What This Document Is
This document is a Pediatric I-SBAR (Situation, Background, Assessment, Recommendation) form, designed for use in a Maternal Child Nursing course (NR 321) at Chamberlain University. It’s a structured template for healthcare professionals to communicate critical patient information concisely and effectively, specifically focused on a pediatric patient with Type 1 Diabetes. The form is pre-populated with sections to guide a comprehensive patient assessment and report.
Why This Document Matters
This SBAR form is essential for nursing students preparing for clinical rotations and professional practice. It’s used during patient handoffs – transferring responsibility for a patient’s care – ensuring all vital details are communicated, minimizing errors, and promoting patient safety. Specifically, this scenario focuses on a pediatric patient, requiring understanding of age-specific considerations in diabetes management. It’s valuable for students learning to prioritize information and apply the SBAR framework to a real-life clinical case.
Common Limitations or Challenges
This document is a *template* for assessment and communication. It does not provide instruction on how to *treat* a patient with Type 1 Diabetes, nor does it offer a complete medical textbook explanation of the disease. It requires the user to have foundational knowledge of pediatric nursing, diabetes pathophysiology, and the SBAR communication method to be effectively utilized.
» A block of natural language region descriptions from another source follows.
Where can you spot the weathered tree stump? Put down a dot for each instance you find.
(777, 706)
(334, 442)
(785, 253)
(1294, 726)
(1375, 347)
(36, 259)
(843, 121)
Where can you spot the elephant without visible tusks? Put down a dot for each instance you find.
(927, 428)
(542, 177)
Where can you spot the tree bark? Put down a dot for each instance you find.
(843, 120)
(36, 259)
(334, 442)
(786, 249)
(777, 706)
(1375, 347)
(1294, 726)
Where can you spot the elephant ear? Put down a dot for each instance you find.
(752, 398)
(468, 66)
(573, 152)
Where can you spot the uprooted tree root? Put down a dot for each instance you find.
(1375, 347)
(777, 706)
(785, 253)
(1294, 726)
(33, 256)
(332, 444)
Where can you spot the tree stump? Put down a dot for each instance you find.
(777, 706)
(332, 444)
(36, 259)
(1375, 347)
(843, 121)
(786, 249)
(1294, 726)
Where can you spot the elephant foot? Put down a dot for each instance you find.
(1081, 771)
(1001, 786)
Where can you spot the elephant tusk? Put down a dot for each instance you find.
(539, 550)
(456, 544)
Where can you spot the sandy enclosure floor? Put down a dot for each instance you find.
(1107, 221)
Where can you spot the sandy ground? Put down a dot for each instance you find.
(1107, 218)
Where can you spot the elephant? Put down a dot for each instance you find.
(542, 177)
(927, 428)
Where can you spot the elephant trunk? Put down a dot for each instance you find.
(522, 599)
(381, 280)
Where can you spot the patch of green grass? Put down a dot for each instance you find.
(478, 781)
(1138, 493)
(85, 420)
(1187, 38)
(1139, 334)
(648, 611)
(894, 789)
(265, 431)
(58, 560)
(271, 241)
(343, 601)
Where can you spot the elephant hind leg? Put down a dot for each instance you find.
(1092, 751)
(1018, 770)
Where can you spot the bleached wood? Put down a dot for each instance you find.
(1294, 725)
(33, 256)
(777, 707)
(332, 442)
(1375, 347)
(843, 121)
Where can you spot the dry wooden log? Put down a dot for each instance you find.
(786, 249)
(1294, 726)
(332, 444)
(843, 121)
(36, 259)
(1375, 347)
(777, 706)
It is a tool for *organizing* information, not a substitute for clinical judgment.
What This Document Provides
The full document includes:
* A structured I-SBAR form with sections for Introduction, Situation, Background, Assessment, and Recommendation.
* Pre-populated patient data: a pediatric patient named Deyty Ndson, age 11, with a new diagnosis of Type 1 Diabetes and hyperglycemia.
* Sections for documenting allergies, code status, immunization history, psychosocial factors, vital signs, neurological, respiratory, cardiovascular, musculoskeletal, and integumentary assessments.
* Space to record medication information, IV fluids, and isolation precautions.
* Specific prompts related to developmental stage (Erickson and Piaget levels).
This preview *does not* include completed assessment findings beyond what is visible in the provided excerpt, nor does it offer a completed recommendation section. It does not provide a full pathophysiology explanation or treatment plan.